Deliberate Focus Versus Deliberate Distraction
I often brainstorm in my car.
I find that having a space to do so is a very good way of getting ideas down. It is time I can invest in doing something productive. I also like to listen to audio books, and frankly we all need some good music now and again to take our mind off of things (or to psyche ourselves up for things) but it got me thinking about the need to be deliberate about these delineations of time sometimes.
For instance, if we're always 'on' and always brainstorming, we're not going to be able to focus on the task(s) at hand. We're going to constantly be thinking about things other than what needs our immediate attention. Here's the kicker though - distraction can also be a good thing. If we're working on something and we get stuck, it is essential sometimes to be able to step away and to do something else. Taking our minds off of the task provides us with a moment in which we're deferring the problem to our internal background processes because we're now taking up the forefront with a different topic. Think about how you get a song stuck in your head sometimes, or there's something you're trying to remember but can't quite come up with, and then the epiphany hours or days later when it just magically pops into your head. It doesn't just magically pop in there. You've actually been thinking about it, deliberately or not, whether you know or not, as a background process. Sometimes it just takes your brain a while to catch up.
It is fine to interrupt a process to get a good idea down, but it is important to do it in a structured and REGULATED manner. One thought sometimes leads to another, and then another, and before you know it you're down the rabbit hole. Consider YouTube and the distracting sidebar. You'll be on there for a purpose, whether simply for recreation or to look up a particular video/topic, and you'll see recommendations on the sidebar. Some you might mark as 'watch later' but others might have sufficient pull/appeal that you're clicking through. And then through to the next unavoidable video. And so on and so forth. Sometimes having ideas can be like that. One idea spawns another and before you know it you're in a full-blown brainstorming session.

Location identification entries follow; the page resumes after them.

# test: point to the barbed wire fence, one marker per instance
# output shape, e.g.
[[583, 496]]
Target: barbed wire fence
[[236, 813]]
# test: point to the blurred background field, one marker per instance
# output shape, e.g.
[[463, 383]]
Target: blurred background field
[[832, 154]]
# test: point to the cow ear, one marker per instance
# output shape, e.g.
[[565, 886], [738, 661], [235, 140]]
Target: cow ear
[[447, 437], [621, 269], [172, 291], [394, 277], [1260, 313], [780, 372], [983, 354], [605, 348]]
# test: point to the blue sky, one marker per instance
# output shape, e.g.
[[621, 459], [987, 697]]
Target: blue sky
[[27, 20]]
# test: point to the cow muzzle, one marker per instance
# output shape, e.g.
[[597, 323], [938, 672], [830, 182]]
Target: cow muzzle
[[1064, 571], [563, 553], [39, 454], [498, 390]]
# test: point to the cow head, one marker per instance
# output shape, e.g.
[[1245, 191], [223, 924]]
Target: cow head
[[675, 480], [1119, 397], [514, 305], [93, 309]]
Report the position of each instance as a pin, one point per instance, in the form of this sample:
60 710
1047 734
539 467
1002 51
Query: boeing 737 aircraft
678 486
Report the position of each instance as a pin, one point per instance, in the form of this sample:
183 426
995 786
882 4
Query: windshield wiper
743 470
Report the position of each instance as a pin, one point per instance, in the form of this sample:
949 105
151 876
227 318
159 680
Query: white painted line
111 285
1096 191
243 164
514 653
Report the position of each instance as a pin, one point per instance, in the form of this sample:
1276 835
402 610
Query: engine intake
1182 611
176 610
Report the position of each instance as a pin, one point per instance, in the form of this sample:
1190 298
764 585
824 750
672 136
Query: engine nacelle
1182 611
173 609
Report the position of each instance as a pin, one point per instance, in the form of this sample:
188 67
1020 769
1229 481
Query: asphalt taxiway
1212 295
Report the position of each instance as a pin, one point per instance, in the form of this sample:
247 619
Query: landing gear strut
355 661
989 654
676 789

So one needs to be deliberate about allocating specific time to brainstorming/daydreaming processes. You can have a parking lot of some type that you 'park' your ideas on during the course of the day, but save the task of extrapolating these ideas to the predetermined times you've set aside. And these times could be different, both in frequency and length, for everyone. We do certain types of thinking at different times as well, so that's something else to consider. For me, it tends to be the AM commute. My brain is fresh and I'm already thinking forward to the problems I'll likely encounter during the day. My brain has also spent the entire night working on those background processes that I left off with the night before. So I'm approaching my thoughts from two different angles in this sense. I'm analyzing the future events and I'm also closing up prior events. If these prior events lead to future actions or things (ideas) to consider, the morning brainstorming session is the perfect time to get them down. More about the actual art of brainstorming, but for now we're just focusing on the idea of being deliberate about time to think. We all need time to think, to reason, to plan.
Also, this isn't simply an exercise in looking at one's calendar and planning the day. Inspiration might very well come from calendar items or to do lists, but this is more meta. This is a space where everything is fair game. Brainstorming could span from thinking about long-term projects, identifying information to look up on the web, considering books to read, topics to write about... anything. The most important thing about this process is that it not be limited in any way other than the time that is allocated to the process. Once that time is up, you're done. You can continue to capture ideas at other times during the day but you're putting these items in the parking lot. You're not following them down the rabbit hole. And then, when you reach your next predetermined opportunity to brainstorm, you already have some material to work with. What's better, you've already indexed this topic and your brain has likely been working on it since you got it down on paper. By this time, you may even have honed your thoughts around this topic sufficiently enough that you're able to avoid wasting time on the extraneous and you can just get down to the more important task of operationalizing, and making the idea/task actionable.